Friday, November 14, 8:30 to 10:00am, Property: Hyatt Regency Seattle, Floor: 6th Floor, Room: 607 - Wishkah

Abstract

This paper studies the effect of a discretionary permitting process on the supply of multifamily housing. Using the universe of permit applications in Seattle, Washington, beginning in 2008 when a unit count threshold for discretionary review was introduced, I show that proposed developments bunch at the threshold and that such a threshold induces a discontinuity in the unit count–development size relationship, introducing distortions to the housing stock. I then propose and estimate a novel model of the multifamily housing production function that explicitly accounts for a policy-induced discontinuity in marginal cost of adding a unit. The estimated capital share of output is consistent with earlier findings from the literature if constant returns to scale (CRS) is assumed, but the estimates imply a relatively high degree of decreasing returns to scale, consistent with higher market valuations of developments with a larger number of smaller units.
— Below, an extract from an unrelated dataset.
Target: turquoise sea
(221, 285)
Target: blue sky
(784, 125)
Estimates of the distribution of costs from discretionary review imply that the median cost of design review is small but highly variable and negatively correlated with the marginal unit cost, suggesting that developers who face a higher cost of design review and choose to build above the unit count threshold may compensate by providing lower quality amenities. Counterfactual simulations suggest that removing the design review threshold would have increased the number of units built by 3%, or 122 units, but that both average unit size and average profit per unit would be lower.